Impact of ocean acidification and elevated temperatures on early juveniles of the polar shelled pteropod Limacina helicina: mortality, shell degradation, and shell growth (update)Published 15 April 2011 Science Leave a Comment
Tags: Arctic, biological response, calcification, dissolution, laboratory, morphometry, mortality
Due to their aragonitic shell, thecosome pteropods may be particularly vulnerable to ocean acidification driven by anthropogenic CO2 emissions. This applies specifically to species inhabiting Arctic surface waters that are projected to become temporarily and locally undersaturated with respect to aragonite as early as 2016. This study investigated the effects of rising partial pressure of CO2 (pCO2) and elevated temperature on pre-winter juveniles of the polar pteropod Limacina helicina.
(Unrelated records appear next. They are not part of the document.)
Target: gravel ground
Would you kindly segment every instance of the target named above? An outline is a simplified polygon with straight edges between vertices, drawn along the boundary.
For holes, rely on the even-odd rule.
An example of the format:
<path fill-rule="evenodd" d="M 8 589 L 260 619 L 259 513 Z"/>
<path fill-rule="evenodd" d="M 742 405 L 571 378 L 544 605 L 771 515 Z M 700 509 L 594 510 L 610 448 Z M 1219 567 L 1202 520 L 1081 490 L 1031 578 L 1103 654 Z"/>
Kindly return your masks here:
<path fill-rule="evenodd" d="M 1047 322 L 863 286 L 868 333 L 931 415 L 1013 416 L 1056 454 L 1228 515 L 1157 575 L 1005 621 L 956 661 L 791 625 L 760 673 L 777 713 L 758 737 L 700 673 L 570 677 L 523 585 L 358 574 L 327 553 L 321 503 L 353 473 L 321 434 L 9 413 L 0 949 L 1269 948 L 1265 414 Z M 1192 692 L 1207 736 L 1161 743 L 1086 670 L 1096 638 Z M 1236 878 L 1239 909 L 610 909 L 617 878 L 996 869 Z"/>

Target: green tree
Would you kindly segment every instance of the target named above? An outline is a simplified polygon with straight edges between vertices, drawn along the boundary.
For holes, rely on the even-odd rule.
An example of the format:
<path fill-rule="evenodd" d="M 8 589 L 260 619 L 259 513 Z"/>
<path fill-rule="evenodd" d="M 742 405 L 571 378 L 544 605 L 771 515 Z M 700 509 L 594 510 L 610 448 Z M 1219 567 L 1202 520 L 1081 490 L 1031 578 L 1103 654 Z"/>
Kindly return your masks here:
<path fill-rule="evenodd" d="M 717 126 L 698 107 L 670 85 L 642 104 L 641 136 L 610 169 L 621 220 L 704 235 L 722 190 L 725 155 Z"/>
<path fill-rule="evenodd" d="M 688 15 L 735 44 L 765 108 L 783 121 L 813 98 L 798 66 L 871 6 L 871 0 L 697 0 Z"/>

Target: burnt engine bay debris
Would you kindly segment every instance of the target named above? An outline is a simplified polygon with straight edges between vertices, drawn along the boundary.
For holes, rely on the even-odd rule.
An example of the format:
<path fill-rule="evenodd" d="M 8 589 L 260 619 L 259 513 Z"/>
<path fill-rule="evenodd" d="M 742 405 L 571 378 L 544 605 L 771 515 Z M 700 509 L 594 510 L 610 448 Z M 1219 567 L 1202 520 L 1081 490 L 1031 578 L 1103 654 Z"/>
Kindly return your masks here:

After a 29 day experiment in September/October 2009 at three different temperatures and under pCO2 scenarios projected for this century, mortality, shell degradation, shell diameter and shell increment were investigated. Temperature and pCO2 had a significant effect on mortality, but temperature was the overriding factor. Shell diameter, shell increment and shell degradation were significantly impacted by pCO2 but not by temperature. Mortality was 46% higher at 8 °C than at in situ temperature (3 °C), and 14% higher at 1100 μatm than at 230 μatm. Shell diameter and increment were reduced by 10 and 12% at 1100 μatm and 230 μatm, respectively, and shell degradation was 41% higher at elevated compared to ambient pCO2. We conclude that pre-winter juveniles will be negatively affected by both rising temperature and pCO2 which may result in a possible decline in abundance of the overwintering population, the basis for next year’s reproduction.